"sir,
* * * * *
"Present, Sir, if you please, my compliments to your friend Mr. Fuseli, and tell him, that I shall be obliged to him if, when he has finished the revisal of the 8th book, he will be so good as to send it to General Cowper's, in Charles Street, together with his strictures. Assure him, likewise, that I will endeavour, by the closest attention to all the peculiarities of my original, to save him as much trouble as I can hereafter. I now perfectly understand what it is that he requires in a translation of Homer; and being convinced of the justness of his demands, will attempt at least to conform to them. Some escapes will happen in so long a work, which he will know how to account for and to pardon.
"I have been employed a considerable time in the correction of the first seven books, and have not yet begun the ninth; but I shall in a day or two, and will send it as soon as finished.
"I am, Sir,
"Your most humble servant,
"William Cowper."
"Mr. Joseph Johnson."
Fuseli grew tired of the labour which he had imposed upon himself, before the Iliad was finished; but yet he went through the task of correcting the translation of that poem until its conclusion. The following extract of a letter to Mr. Roscoe, dated 25th November, 1789, shows his feelings upon the subject:—
"You are not surely serious when you desire to have your remarks on Cowper's Iliad burnt; whatever they contain upon the specific turn of language is just; many observations are acute, most elegant: though, perhaps, I cannot agree to all; for instance, the word rendered murky is not that which, in other passages, expresses the negative transparency of water: it means, I believe, in the text, a misty appearance: this depended on a knowledge of the Greek.
"I heartily wish with you, that Cowper had trusted to his own legs, instead of a pair of stilts, to lift him to fame."

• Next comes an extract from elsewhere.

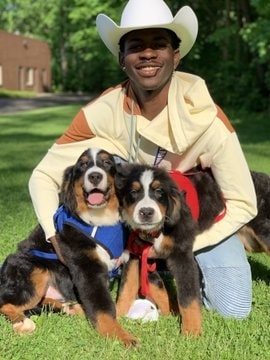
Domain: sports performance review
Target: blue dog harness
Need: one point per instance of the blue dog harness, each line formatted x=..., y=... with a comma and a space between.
x=111, y=238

When Cowper began the Odyssey, Fuseli pleaded, and, as will be shown, justly pleaded, that his numerous avocations would not allow him time to correct the translation; this the poet states, and regrets the circumstance in his preface. He however saw parts of the poem as it was passing through the press, and made some observations thereon: these are given in notes, to which the initial letter F. is affixed.